Kamiya H, Miura H, Suzuki M, Murata N, Ishikawa H, Shimizu M, Komatsu Y, Murata T, Sasaki T, Inoue H
Faculty of Pharmaceutical Sciences, Hokkaido University, Sapporo, Japan.
Nucleic Acids Symp Ser. 1992(27):179-80.
In order to investigate whether several DNA lesions (O6-methylguanine, 8-hydroxyguanine, xanthine, an abasic site analogue and hypoxanthine) activate a c-Ha-ras gene and to determine the type of mutations induced by the DNA lesions, they were introduced into a synthetic c-Ha-ras gene by DNA cassette mutagenesis techniques.
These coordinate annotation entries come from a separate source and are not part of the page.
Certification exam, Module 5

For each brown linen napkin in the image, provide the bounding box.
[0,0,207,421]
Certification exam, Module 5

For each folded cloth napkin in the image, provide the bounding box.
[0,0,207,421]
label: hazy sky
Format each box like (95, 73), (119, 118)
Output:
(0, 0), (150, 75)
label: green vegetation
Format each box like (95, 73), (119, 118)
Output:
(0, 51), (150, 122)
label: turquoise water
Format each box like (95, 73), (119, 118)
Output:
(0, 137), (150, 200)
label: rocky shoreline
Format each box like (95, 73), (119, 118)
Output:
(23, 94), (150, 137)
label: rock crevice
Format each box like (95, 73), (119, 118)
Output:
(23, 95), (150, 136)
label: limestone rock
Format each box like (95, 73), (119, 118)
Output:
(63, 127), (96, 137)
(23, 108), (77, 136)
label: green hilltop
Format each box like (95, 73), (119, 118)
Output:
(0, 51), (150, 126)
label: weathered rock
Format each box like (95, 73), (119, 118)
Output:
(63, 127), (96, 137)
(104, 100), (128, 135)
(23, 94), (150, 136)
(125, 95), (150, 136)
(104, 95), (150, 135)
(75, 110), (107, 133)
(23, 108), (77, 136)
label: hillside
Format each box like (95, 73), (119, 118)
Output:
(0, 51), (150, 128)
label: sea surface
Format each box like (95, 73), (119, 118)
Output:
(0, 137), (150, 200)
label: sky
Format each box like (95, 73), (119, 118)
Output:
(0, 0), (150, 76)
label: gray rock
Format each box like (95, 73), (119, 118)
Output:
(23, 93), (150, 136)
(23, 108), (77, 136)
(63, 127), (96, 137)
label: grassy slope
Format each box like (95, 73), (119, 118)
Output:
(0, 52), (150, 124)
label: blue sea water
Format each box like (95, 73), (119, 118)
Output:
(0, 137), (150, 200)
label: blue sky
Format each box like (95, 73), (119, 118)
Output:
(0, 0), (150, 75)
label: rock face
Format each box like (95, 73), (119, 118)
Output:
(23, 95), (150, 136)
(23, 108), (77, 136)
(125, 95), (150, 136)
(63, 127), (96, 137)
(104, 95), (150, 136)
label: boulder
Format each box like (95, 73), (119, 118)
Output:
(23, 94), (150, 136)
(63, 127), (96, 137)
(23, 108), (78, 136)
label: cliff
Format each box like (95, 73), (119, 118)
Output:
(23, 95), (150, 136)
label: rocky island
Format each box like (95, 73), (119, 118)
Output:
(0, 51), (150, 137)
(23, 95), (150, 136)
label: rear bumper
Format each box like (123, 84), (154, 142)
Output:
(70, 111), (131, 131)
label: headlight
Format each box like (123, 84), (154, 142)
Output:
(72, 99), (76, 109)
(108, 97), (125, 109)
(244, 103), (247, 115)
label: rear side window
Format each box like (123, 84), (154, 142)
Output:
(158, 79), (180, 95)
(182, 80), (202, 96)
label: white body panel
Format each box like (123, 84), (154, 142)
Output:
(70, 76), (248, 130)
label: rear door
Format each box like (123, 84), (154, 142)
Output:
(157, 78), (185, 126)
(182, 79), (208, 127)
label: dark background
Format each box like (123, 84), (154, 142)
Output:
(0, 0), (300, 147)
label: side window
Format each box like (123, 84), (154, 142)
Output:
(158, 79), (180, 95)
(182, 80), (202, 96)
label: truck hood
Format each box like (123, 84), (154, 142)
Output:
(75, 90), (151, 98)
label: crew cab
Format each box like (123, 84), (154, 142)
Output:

The modified genes were transfected into mouse NIH3T3 cells and the c-Ha-ras genes present in transformed cells were analysed. O6-methylguanine and xanthine induced a mutation to A, hypoxanthine induced a mutation to G. 8-hydroxyguanine and the abasic site analogue caused random mutations in the modified and adjacent positions. These results indicated that the synthetic c-Ha-ras gene is very useful for the detection of mutations caused by a DNA lesion.
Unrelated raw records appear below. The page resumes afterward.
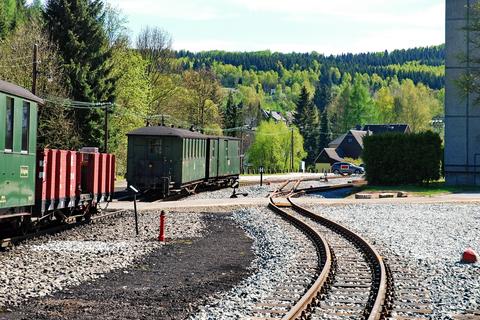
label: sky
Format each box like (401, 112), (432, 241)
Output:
(63, 0), (445, 54)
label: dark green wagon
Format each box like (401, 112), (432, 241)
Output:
(127, 126), (240, 196)
(0, 80), (43, 218)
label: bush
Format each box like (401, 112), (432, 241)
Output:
(362, 131), (442, 185)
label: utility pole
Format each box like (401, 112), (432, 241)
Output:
(290, 128), (293, 172)
(32, 44), (38, 94)
(103, 104), (109, 153)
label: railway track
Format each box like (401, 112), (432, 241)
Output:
(0, 210), (128, 250)
(260, 181), (392, 320)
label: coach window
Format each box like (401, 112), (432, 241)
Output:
(22, 101), (30, 153)
(5, 97), (14, 152)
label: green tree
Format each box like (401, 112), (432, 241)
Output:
(293, 86), (311, 127)
(0, 18), (81, 149)
(108, 46), (151, 176)
(247, 120), (306, 172)
(344, 73), (378, 130)
(300, 103), (320, 164)
(223, 92), (240, 136)
(394, 79), (440, 132)
(375, 87), (396, 124)
(318, 109), (333, 150)
(44, 0), (115, 146)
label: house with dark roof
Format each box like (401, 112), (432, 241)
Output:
(362, 124), (412, 134)
(315, 124), (411, 170)
(262, 109), (287, 123)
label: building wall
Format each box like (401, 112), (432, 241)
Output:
(445, 0), (480, 185)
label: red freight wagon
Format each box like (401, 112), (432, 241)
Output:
(36, 149), (115, 216)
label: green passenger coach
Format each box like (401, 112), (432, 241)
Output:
(0, 80), (43, 215)
(127, 126), (240, 196)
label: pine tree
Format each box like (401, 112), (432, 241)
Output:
(313, 83), (332, 112)
(44, 0), (115, 146)
(318, 109), (333, 150)
(301, 102), (320, 164)
(293, 86), (310, 132)
(224, 92), (239, 136)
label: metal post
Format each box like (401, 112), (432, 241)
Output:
(158, 210), (165, 242)
(258, 166), (265, 187)
(32, 44), (38, 94)
(103, 104), (108, 153)
(290, 128), (293, 172)
(133, 192), (138, 237)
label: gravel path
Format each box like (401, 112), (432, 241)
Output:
(0, 212), (205, 312)
(190, 209), (316, 320)
(312, 204), (480, 319)
(0, 214), (253, 320)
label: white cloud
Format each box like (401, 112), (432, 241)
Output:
(229, 0), (445, 27)
(108, 0), (222, 21)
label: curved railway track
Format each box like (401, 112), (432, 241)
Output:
(264, 181), (392, 320)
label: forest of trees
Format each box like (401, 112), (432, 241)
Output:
(0, 0), (444, 175)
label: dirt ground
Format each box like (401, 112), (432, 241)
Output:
(0, 214), (254, 320)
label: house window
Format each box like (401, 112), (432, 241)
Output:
(5, 97), (14, 152)
(22, 101), (30, 153)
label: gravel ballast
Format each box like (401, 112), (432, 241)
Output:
(311, 204), (480, 319)
(190, 208), (316, 320)
(0, 212), (205, 311)
(0, 213), (253, 320)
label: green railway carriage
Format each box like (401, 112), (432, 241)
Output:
(127, 126), (240, 196)
(208, 137), (240, 180)
(0, 80), (43, 217)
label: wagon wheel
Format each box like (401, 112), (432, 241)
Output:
(18, 216), (32, 235)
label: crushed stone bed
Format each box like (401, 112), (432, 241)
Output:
(189, 208), (316, 320)
(0, 211), (205, 311)
(310, 204), (480, 319)
(0, 213), (254, 320)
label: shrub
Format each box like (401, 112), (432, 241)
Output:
(362, 131), (442, 185)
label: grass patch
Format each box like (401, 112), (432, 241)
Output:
(361, 181), (480, 197)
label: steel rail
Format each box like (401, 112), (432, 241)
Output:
(287, 197), (389, 320)
(269, 193), (334, 320)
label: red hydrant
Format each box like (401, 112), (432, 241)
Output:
(158, 210), (165, 242)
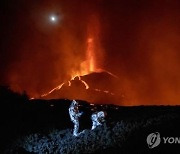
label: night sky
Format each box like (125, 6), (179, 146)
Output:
(0, 0), (180, 104)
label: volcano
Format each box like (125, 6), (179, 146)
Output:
(41, 71), (124, 104)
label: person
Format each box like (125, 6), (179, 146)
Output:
(91, 111), (106, 130)
(69, 100), (83, 136)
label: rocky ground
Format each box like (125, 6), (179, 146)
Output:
(0, 88), (180, 154)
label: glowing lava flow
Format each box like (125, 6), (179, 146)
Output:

为了研究几种DNA损伤(O6-甲基鸟嘌呤、8-羟基鸟嘌呤、黄嘌呤、无碱基位点类似物和次黄嘌呤)是否激活c-Ha-ras基因,并确定DNA损伤诱导的突变类型,通过DNA盒式诱变技术将它们导入合成的c-Ha-ras基因中。将修饰后的基因转染到小鼠NIH3T3细胞中,并分析转化细胞中存在的c-Ha-ras基因。O6-甲基鸟嘌呤和黄嘌呤诱导突变为A,次黄嘌呤诱导突变为G。8-羟基鸟嘌呤和无碱基位点类似物在修饰位置和相邻位置引起随机突变。这些结果表明,合成的c-Ha-ras基因对于检测由DNA损伤引起的突变非常有用。